Medicine and Health
Sounds of COVID-19: exploring realistic performance of audio-based digital testing
J. Han, T. Xia, et al.
Since December 2019, COVID-19 has caused hundreds of millions of infections and millions of deaths, highlighting the need for fast, affordable, and scalable testing beyond RT-PCR and CT imaging, which have logistical, cost, and sensitivity limitations in real-world deployment. Recent machine learning advances suggest that respiratory sounds (cough, breathing, voice) may contain discriminative signatures for COVID-19 detection. Prior work reported AUC-ROC values from 0.70 to 0.99 across models, and physiological rationale exists that COVID-19 may affect vocal fold motion and respiratory acoustics.
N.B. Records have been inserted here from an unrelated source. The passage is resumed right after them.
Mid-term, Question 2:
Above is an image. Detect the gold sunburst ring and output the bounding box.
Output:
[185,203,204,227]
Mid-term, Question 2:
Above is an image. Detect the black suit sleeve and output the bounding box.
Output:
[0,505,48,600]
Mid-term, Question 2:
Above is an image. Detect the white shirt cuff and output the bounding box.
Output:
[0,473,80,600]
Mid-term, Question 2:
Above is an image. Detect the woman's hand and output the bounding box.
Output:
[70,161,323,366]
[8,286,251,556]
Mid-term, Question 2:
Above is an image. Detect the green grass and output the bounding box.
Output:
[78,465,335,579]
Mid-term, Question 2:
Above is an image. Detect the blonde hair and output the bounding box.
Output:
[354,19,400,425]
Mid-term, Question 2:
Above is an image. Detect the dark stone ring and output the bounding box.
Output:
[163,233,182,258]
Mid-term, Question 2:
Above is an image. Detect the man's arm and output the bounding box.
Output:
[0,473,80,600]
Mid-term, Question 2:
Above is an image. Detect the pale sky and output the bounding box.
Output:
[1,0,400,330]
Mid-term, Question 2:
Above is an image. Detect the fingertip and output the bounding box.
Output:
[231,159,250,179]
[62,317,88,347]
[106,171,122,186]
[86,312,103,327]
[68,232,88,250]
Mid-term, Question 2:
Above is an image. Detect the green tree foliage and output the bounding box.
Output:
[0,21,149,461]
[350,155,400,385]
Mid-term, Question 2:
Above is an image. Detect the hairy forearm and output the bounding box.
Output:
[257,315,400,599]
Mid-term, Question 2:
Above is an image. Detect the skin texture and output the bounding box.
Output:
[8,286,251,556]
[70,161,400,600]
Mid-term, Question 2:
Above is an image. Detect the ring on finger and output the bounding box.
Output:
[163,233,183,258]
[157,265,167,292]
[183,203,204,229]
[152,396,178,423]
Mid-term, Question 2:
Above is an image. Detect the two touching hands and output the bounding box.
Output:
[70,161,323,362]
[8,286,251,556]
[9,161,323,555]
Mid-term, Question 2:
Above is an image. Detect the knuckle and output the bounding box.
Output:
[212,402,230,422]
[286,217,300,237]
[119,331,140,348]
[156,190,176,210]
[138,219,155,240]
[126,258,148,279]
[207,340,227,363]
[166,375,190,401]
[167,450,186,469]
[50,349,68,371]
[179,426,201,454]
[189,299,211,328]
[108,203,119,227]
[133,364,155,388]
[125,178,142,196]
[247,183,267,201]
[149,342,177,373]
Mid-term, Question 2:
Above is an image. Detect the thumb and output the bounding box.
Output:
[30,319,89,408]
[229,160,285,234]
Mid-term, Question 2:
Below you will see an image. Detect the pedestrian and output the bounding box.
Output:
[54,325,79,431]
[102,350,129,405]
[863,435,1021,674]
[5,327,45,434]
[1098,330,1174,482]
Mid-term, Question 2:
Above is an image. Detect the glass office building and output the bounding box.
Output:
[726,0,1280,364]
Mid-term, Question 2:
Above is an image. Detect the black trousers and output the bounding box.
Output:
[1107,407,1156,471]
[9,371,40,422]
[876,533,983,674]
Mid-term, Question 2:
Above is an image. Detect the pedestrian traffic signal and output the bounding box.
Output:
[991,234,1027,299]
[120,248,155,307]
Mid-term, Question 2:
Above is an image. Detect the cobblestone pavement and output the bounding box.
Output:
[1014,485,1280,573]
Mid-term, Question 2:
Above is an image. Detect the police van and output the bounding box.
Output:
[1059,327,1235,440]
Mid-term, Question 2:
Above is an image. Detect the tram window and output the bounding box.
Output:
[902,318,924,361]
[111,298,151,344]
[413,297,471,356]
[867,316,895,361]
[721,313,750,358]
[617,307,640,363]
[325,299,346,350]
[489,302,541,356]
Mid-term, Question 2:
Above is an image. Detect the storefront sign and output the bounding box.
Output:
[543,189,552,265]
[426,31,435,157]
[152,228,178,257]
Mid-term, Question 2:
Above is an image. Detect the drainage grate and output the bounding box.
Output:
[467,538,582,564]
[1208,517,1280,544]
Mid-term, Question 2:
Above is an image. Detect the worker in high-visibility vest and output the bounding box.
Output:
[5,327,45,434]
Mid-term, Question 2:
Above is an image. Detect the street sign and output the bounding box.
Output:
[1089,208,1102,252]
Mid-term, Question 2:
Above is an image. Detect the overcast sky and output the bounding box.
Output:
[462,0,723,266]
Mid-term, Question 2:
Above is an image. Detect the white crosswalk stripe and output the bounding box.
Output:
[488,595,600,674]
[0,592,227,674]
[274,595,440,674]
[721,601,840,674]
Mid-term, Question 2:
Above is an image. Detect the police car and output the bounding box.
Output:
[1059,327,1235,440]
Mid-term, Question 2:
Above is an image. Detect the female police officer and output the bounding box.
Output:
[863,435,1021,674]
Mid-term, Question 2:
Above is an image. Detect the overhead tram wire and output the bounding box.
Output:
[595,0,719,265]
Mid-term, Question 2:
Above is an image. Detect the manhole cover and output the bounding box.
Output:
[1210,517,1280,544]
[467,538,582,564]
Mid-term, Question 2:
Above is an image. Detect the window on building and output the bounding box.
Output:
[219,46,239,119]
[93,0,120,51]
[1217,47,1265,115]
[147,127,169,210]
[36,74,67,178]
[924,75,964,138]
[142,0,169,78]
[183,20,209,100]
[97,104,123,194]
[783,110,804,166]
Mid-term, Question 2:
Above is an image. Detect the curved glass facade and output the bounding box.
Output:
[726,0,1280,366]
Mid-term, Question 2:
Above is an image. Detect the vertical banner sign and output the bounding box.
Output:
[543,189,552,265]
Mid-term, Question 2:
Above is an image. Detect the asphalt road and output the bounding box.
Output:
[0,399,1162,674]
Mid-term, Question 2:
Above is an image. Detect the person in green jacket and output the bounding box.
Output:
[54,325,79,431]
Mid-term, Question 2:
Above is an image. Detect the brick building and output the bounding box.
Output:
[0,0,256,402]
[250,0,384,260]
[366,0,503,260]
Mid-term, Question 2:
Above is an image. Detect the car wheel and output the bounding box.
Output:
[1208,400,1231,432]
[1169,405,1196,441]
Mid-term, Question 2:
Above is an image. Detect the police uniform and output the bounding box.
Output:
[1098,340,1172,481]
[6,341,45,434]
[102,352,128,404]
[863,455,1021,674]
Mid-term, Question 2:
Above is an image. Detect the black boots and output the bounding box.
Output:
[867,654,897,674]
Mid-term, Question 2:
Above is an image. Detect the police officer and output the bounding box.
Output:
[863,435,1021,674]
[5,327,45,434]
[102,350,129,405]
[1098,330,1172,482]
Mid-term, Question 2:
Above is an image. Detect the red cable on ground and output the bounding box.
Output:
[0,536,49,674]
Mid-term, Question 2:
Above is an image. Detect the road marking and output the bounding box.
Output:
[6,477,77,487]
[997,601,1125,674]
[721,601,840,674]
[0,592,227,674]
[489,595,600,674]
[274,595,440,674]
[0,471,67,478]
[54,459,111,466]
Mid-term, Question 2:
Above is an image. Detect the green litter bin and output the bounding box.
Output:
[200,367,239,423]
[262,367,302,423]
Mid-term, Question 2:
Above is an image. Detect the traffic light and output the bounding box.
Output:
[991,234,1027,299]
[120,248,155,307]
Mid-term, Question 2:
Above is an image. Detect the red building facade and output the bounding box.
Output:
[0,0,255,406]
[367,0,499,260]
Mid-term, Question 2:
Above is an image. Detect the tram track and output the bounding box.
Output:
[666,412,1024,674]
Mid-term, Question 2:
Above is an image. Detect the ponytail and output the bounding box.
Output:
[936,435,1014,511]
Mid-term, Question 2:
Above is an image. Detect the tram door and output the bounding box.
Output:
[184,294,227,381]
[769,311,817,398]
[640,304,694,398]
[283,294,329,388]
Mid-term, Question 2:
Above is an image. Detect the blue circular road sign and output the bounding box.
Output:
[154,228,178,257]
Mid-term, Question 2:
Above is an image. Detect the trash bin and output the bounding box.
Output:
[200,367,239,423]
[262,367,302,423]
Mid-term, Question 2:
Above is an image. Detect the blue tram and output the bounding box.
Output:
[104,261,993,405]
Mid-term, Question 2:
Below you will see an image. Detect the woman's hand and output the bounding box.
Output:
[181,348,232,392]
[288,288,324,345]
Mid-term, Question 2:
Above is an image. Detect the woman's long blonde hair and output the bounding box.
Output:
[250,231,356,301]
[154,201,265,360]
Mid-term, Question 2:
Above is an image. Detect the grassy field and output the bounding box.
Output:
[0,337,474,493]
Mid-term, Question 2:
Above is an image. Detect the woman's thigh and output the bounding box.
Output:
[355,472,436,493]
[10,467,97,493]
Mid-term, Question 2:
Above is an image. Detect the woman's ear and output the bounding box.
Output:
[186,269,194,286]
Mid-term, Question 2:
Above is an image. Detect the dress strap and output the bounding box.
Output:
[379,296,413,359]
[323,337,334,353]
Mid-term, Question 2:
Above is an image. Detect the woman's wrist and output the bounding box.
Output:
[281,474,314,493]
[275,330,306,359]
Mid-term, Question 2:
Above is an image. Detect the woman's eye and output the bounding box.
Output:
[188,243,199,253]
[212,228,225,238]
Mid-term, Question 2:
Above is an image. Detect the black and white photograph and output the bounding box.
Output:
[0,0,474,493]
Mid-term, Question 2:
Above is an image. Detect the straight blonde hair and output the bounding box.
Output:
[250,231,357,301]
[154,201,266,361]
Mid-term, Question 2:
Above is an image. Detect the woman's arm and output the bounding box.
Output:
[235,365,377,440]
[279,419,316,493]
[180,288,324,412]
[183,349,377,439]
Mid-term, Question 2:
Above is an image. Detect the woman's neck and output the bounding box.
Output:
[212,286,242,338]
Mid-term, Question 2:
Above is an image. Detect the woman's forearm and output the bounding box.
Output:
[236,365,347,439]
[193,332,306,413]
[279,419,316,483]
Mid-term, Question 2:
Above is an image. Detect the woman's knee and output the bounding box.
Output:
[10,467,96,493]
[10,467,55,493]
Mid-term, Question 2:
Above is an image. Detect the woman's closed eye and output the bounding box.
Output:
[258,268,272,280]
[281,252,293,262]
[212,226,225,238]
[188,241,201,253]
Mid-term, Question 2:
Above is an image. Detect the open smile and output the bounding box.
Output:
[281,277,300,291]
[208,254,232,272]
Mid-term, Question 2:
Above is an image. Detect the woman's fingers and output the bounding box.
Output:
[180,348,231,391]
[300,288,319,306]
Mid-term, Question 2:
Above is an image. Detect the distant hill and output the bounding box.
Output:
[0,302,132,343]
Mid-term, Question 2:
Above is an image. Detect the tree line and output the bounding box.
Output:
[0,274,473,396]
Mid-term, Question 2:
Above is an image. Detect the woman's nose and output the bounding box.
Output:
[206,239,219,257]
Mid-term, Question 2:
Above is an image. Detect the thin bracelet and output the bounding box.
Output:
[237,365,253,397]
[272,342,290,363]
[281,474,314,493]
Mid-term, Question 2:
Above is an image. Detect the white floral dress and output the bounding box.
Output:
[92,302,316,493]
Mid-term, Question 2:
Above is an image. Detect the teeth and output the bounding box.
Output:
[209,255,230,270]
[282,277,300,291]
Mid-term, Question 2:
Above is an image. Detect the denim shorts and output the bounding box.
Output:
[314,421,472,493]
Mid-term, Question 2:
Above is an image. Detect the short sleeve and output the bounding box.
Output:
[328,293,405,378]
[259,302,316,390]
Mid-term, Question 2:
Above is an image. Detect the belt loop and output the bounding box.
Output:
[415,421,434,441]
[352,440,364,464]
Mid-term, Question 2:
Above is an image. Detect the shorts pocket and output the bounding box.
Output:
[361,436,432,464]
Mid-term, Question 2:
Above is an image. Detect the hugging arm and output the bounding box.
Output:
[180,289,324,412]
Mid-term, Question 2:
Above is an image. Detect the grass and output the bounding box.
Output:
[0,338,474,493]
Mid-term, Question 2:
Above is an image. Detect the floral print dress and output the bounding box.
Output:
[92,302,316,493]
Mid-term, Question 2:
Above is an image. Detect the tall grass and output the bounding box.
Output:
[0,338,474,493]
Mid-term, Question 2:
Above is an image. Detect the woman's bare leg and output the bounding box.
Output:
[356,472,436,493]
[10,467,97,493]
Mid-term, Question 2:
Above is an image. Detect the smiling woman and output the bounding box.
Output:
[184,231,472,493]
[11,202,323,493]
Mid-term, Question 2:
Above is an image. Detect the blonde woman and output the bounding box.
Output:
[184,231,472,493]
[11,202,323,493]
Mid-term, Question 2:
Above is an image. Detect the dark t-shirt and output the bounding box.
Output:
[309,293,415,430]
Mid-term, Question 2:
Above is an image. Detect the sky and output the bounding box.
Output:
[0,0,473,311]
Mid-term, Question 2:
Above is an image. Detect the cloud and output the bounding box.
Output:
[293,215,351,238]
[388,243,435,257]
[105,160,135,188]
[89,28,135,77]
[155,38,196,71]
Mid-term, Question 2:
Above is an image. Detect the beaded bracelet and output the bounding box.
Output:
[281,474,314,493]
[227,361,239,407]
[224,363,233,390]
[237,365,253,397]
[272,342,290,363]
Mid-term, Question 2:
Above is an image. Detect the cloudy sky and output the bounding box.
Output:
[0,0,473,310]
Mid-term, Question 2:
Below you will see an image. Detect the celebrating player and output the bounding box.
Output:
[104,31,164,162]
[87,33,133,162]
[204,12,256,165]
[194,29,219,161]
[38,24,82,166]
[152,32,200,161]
However, many studies risk bias and methodological flaws: small or unrepresentative cohorts, potential overfitting and data leakage (e.g., sample-level splits allowing the same user in train and test), lack of comparisons with other respiratory conditions, and unclear reporting. This paper asks two questions: (1) What is the realistic performance of an audio-based COVID-19 prediction model under unbiased, participant-independent evaluation? (2) How do biases (age, gender, language) and methodological choices (e.g., random sample splits) affect performance? The authors crowd-sourced a large dataset via a mobile/web app, controlled for language (English) and demographics during model development, and adhered to TRIPOD guidelines to provide transparent, clinically-relevant reporting and analysis. Contributions include: large-scale real-world data collection and careful cohort selection; systematic evaluation across demographics, prevalence scenarios, and health/smoking subgroups; and explicit demonstrations of how biased data and unrealistic splits inflate performance.
Multiple AI systems have been proposed for COVID-19 detection using imaging and audio. Systematic reviews report wide AUC-ROC ranges (0.70–0.99) for COVID-19 prediction models. Prior audio-based works indicate that respiratory and voice signals may carry COVID-19 signatures, with some studies claiming very high accuracy. Nonetheless, concerns include: very small cohorts (e.g., 19–88 subjects in several studies), risk of overfitting with complex models, data leakage from using the same participants across train/test via cross-validation, and limited comparison to other respiratory diseases or confounders. Calls for more rigorous methodological standards emphasize transparent cohort diagrams, user-independent splits, and analyses of potential confounders such as demographics and language.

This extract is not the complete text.